Personal information
- Date of birth: May 9, 1981 (age 44)
- Place of birth: Boulder, Colorado, United States
- Height: 6 ft 0 in (1.83 m)
- Position: Goalkeeper

Team information
- Current team: CASL Elite

Youth career
- 1999–2002: Colorado Christian Cougars

Senior career*
- Years: Team / Apps / (Gls)
- 2003–2006: Charlotte Eagles / 39 / (0)
- 2007–2008: Carolina RailHawks / 57 / (0)
- 2009: Puerto Rico Islanders / 1 / (0)
- 2009: Wilmington Hammerheads / 5 / (0)
- 2009: → Charleston Battery (loan) / 2 / (0)
- 2010–: CASL Elite

= Chris McClellan (soccer) =

American soccer player (born 1981)

Chris McClellan (born May 9, 1981) is an American soccer player who currently plays for USASA amateur team CASL Elite.

==Career==
===Youth and college===
McClellan played college soccer at Colorado Christian University where he still holds the single season records for most saves (145 in 2002) and goals against average (1.44 in 1999) as well as the career records for saves (486), goals against average (1.60), and shutouts (14). In 2008, McClellan was inducted into the Colorado Christian University Hall of Fame. In addition to the Hall of Fame nomination, McClellan was also named in 2009 to the Rocky Mountain Athletic Conference All-Century Men's Soccer team

===Professional===
In 2003, McClellan signed with the Charlotte Eagles of the USL Second Division. In 2005, he backstopped the Eagles to the USL-2 title after taking over starting goalkeeper duties when Trevor Upton was injured. In August 2005, USL named McClellan its USL-2 Goalkeeper of the Year. On April 5, 2007, the Carolina RailHawks announced they had signed McClellan.

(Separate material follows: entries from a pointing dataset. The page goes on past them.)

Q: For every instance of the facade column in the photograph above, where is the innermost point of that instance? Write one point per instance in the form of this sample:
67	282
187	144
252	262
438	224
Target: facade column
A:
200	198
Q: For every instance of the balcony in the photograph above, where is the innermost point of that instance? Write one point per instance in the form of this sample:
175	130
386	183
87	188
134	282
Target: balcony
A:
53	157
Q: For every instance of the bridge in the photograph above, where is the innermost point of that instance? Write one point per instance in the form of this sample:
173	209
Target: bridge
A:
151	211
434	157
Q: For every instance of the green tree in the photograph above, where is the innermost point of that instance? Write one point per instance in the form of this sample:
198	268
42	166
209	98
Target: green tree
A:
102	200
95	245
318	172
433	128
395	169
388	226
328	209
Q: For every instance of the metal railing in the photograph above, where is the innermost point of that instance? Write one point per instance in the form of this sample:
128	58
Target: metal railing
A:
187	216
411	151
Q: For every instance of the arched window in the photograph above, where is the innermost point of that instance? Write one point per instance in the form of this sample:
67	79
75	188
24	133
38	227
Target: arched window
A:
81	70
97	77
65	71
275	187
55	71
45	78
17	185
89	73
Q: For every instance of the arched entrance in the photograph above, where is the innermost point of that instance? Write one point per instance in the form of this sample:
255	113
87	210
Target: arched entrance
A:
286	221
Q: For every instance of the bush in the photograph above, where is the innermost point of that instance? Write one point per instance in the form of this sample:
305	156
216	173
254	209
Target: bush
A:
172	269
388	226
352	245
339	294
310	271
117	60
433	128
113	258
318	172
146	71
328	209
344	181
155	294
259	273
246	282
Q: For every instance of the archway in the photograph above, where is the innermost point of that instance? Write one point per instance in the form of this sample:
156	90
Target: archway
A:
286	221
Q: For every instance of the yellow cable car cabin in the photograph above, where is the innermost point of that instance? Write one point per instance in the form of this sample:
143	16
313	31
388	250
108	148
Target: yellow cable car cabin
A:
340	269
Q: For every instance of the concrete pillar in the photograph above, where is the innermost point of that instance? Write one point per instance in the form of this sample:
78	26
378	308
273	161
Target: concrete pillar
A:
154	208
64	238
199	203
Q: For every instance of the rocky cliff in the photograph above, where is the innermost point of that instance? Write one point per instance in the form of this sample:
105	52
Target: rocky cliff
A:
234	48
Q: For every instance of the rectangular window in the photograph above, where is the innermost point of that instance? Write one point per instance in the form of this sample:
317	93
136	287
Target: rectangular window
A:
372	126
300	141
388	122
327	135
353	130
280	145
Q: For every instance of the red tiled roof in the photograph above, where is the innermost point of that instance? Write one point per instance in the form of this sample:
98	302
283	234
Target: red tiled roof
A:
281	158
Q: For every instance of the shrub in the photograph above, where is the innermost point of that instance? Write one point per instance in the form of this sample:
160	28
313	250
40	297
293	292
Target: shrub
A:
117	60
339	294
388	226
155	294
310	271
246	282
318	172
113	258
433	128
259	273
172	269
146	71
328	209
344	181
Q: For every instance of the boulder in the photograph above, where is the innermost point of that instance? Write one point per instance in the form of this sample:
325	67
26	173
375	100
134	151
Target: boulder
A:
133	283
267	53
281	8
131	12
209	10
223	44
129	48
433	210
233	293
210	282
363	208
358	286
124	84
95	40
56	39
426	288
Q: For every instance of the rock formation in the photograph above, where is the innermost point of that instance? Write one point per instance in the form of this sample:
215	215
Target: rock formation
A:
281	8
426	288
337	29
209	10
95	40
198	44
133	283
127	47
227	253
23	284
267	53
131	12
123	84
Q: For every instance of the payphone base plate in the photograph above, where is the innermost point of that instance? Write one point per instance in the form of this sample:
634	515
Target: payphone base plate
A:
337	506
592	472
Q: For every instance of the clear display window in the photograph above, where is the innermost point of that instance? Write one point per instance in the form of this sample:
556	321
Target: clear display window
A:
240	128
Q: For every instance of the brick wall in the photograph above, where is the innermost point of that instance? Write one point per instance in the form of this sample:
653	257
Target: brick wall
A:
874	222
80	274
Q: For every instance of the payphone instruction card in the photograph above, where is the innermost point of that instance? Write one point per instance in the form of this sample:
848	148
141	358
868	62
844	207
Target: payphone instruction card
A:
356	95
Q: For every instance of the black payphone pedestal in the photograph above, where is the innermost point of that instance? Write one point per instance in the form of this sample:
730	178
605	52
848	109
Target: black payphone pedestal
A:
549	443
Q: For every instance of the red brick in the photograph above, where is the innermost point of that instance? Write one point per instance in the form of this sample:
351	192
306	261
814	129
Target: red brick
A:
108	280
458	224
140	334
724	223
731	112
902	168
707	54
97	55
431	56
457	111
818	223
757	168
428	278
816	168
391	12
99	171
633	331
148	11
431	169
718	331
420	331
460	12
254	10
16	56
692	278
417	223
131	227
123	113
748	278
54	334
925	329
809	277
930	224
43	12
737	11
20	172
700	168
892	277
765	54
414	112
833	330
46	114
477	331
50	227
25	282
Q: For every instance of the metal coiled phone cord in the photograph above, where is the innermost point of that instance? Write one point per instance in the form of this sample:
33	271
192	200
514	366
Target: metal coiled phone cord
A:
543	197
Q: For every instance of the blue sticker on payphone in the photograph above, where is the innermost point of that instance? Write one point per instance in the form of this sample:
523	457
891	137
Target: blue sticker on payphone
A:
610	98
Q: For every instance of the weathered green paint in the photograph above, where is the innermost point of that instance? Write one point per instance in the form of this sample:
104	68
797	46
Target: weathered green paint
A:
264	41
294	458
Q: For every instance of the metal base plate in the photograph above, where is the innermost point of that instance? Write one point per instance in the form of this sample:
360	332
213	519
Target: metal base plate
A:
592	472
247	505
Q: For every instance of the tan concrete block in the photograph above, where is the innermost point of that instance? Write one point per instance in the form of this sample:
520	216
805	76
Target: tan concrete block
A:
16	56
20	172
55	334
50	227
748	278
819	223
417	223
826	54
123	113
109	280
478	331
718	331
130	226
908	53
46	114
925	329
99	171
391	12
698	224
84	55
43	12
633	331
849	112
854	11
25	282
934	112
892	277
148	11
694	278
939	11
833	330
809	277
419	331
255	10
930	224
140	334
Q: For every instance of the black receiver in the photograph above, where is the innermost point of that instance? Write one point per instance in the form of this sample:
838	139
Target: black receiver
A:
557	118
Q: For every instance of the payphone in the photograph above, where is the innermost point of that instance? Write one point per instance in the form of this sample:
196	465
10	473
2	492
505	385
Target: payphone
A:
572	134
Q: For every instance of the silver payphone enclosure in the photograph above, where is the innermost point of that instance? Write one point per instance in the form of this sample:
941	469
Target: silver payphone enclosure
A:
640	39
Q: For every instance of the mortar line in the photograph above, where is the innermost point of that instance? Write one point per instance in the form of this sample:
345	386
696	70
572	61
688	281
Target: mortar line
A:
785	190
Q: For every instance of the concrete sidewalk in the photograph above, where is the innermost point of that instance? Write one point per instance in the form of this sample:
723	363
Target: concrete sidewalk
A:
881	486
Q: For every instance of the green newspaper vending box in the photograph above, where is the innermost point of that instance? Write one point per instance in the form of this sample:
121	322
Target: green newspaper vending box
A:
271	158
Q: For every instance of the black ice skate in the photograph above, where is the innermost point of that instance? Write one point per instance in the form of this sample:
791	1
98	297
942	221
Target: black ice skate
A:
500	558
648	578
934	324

Initially expected to be a backup keeper, McClellen impressed the coaching staff and became the starting goalkeeper. He held the RailHawks starting position for two seasons, but left the team following the 2008 season to sign with the Puerto Rico Islanders of USL-1. In July 2009, McClelland moved to the Wilmington Hammerheads of the USL Second Division. After the USL-2 season concluded, he finished the regular season and playoff with USL-1 sided Charleston Battery, playing in 3 games total.

McClellan played the amateur team CASL Elite in the Lamar Hunt U.S. Open Cup in 2010; his team won their regional qualification group (which also featured NPSL teams FC Tulsa and Atlanta FC) before falling 4–2 to USL Second Division pro side Charleston Battery in the first round of tournament proper.